Good food is a highlight of Kwanzaa, and catfish, collards and macaroni and cheese are all staples that might be seen on the dinner table. Any of these 28 recipe ideas will be sure to please a crowd.

For even more recipes, check out this extensive list of traditional Kwanzaa dishes, as well as cookbook inspiration.

Crafts

Get your kids into the holiday spirit by making a folded paper Kwanzaa Kinara craft. The Kinara is a holder for the Mishumaa Saba (seven candles). Each candle represents one of the seven principles, so you and your child can discuss one principle each night.

If the Kinara craft is too intricate, the youngest of crafters might enjoy making this Kwanzaa paper chain.

Books

The best way to immerse your family in the history of Kwanzaa is to read about it.

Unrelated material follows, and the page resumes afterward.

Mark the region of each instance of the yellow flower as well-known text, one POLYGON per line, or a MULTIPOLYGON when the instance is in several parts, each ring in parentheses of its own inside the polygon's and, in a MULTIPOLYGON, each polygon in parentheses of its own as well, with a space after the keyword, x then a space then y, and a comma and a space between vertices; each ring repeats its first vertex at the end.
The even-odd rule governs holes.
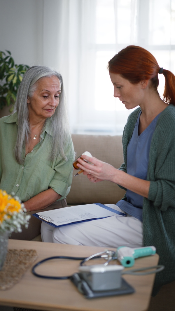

My First Kwanzaa by Karen Katz is a picture book that introduces the basic concepts and symbols of the holiday, and it’s the perfect place to start.

Other books for young readers include:

Li’l Rabbit’s Kwanzaa by Donna L. Washington: In this book, Granna Rabbit is too sick to prepare the final festive meal, so Li’l Rabbit goes on a quest to help and in turn embodies the spirit of the holiday.

The Sound of Kwanzaa by Dimitrea Tokunbo: This book defines the Swahili words that make up the seven principles of Kwanzaa, and includes bright illustrations that your little one will love.

Celebra Kwanzaa con Botitas y sus gatitos by Alma Flor Ada and F. Isabel Campoy: This bilingual book includes text in both English and Spanish, and tells the story of a family missing their cat every day of the holiday. 

Together for Kwanzaa by Juwanda G. Ford: This book features a girl hoping her brother will make it home in time for the holiday.

Whether you are celebrating for the first time or have celebrated for years, learning more about Kwanzaa will only help enrich your experience as you spend seven days celebrating African American heritage.